When building a website, e-commerce store or any functionality that allows an end user to submit information, we try to avoid using Captcha systems where possible, but as every developer knows its sometimes a necessary evil in order to stop spam from hitting your system.
The National Federation for the Blind have critisised the E-Petition on the White House website because the captcha is prohibitive to some of their members, a white house spokesperson has said that their website does comply with current US Accessibility laws, but it does raise the question as to what alternatives are out there for website developers to implement that can get around these issues. This is by no means comprehensive, but here are a few alternatives we’ve come across in the past.
A popular captcha system and one we have used in the past. This system claims to be accessible for blind users via its spoken version which allows them to hear the words. We tried this, and found it next to impossible to work out what we should be typing amongst the background noises and alien voices.
Logic based captcha
Employing logic to solve a captcha is a possible solution, by asking a question prompting for the relevant answer you can avoid having to use distorted imagery that’s aim is to deter OCR scanning e.g. What colour is snow?. The problem is that you need to have a sufficiently large question database, or the facility to generate with enough randomness to prevent bots from coming up with all the correct answers.
If receiving some spam isn’t an issue, you could remove the captcha altogether and implement an IP based solution to help reduce the number of requests you receive.
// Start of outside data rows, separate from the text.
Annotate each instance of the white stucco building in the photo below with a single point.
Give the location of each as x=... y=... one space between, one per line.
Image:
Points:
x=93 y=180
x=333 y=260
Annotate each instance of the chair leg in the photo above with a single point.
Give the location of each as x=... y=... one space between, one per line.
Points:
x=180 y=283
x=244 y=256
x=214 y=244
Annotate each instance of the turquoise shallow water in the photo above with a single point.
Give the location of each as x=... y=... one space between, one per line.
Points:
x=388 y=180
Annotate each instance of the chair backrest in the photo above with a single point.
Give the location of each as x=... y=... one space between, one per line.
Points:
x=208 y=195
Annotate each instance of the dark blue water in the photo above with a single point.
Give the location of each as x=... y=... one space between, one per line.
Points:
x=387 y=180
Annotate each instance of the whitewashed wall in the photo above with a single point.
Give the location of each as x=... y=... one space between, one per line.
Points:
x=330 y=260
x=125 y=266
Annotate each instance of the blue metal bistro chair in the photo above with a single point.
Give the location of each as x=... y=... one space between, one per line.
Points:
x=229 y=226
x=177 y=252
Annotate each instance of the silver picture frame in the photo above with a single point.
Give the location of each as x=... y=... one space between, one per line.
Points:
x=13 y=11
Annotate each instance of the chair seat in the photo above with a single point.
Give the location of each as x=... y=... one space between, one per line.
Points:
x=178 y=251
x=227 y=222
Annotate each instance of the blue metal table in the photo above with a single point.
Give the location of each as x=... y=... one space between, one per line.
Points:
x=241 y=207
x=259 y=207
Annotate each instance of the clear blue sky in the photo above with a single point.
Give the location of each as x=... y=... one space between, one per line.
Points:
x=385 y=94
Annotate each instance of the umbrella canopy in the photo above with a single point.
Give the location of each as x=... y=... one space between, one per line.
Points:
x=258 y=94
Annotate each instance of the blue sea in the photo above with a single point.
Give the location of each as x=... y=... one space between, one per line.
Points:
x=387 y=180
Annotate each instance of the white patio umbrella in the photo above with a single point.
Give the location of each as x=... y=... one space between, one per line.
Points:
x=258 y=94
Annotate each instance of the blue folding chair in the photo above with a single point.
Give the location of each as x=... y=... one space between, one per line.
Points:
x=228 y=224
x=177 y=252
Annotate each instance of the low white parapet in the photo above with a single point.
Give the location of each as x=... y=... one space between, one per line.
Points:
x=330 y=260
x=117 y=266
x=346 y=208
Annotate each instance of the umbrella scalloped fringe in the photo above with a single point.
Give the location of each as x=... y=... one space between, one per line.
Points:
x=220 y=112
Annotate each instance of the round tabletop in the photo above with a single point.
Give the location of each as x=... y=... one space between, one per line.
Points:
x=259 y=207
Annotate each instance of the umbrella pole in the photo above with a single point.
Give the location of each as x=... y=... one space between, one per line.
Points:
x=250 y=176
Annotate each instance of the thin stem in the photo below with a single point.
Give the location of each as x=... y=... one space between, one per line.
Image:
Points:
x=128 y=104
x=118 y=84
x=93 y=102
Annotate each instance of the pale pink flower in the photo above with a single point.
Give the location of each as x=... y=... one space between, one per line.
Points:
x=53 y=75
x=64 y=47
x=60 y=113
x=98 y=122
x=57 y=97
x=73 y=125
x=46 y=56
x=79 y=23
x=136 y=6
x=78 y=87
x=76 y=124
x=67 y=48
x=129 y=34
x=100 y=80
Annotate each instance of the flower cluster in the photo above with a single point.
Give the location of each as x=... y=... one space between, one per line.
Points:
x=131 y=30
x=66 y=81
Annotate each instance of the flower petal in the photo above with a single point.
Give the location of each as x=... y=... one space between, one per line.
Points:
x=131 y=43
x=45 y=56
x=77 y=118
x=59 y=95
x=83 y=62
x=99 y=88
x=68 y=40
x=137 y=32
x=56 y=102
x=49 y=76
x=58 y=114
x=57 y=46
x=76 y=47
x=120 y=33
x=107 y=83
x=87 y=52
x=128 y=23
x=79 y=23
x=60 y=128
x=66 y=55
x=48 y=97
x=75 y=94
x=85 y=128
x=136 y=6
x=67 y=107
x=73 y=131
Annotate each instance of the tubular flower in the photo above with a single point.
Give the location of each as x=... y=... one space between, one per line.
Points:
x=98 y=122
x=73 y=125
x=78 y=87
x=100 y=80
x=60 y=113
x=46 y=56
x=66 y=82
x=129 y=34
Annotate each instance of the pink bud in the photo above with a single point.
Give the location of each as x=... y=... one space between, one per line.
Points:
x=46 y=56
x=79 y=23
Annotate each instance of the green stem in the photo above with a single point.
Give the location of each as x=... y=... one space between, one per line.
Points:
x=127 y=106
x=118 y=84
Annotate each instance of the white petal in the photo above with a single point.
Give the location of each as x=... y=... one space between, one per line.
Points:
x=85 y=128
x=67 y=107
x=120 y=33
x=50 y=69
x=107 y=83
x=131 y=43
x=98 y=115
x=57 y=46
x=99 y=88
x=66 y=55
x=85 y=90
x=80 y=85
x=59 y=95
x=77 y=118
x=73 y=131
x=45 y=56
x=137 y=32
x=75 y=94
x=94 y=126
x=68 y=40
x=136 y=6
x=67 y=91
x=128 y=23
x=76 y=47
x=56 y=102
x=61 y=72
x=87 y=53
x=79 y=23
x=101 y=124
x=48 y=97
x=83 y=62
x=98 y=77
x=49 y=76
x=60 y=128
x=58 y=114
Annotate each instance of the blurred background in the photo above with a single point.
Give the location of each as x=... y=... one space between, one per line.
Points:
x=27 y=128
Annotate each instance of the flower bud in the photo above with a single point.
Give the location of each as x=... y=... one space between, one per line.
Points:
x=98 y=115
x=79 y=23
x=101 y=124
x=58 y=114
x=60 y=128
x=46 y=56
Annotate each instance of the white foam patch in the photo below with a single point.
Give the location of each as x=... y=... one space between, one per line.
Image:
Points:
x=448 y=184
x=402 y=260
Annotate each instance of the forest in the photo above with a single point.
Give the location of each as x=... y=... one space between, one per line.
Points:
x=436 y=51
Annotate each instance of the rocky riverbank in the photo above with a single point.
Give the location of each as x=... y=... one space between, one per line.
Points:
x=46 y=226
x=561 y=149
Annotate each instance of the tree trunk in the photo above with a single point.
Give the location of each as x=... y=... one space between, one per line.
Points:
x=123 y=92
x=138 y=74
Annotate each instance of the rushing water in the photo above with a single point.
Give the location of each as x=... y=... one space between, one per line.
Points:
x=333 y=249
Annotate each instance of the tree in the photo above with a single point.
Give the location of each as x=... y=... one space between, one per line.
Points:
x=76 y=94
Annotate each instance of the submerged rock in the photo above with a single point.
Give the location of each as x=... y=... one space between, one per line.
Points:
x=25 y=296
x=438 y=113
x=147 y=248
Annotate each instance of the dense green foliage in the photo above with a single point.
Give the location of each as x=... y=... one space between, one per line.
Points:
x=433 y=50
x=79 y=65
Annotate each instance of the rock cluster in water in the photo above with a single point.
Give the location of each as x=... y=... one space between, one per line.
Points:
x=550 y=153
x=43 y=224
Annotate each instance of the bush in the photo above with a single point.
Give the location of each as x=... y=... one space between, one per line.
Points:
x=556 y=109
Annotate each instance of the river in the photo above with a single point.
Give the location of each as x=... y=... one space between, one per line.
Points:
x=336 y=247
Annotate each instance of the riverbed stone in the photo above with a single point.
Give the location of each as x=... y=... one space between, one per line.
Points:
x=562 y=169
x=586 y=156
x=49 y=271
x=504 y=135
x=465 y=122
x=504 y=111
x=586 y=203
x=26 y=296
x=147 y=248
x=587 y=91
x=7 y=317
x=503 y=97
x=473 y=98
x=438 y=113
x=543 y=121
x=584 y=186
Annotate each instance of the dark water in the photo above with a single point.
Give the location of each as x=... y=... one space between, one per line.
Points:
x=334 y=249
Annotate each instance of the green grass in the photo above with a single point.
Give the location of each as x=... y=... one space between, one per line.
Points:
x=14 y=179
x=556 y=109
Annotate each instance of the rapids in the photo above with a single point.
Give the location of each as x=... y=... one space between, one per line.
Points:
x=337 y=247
This works fine until you come across a bot submitting requests from a number of IP addresses and/or if a group of users all fall under the same external IP address (e.g. a corporate network, local govt etc).
You could implement a “honey pot” for spammers by including a hidden form element that you create with the sole purpose of expecting that a spam-bot will fill it out, you can then check for this field and filter out any submission that includes it knowing that a real user wouldn’t have seen it.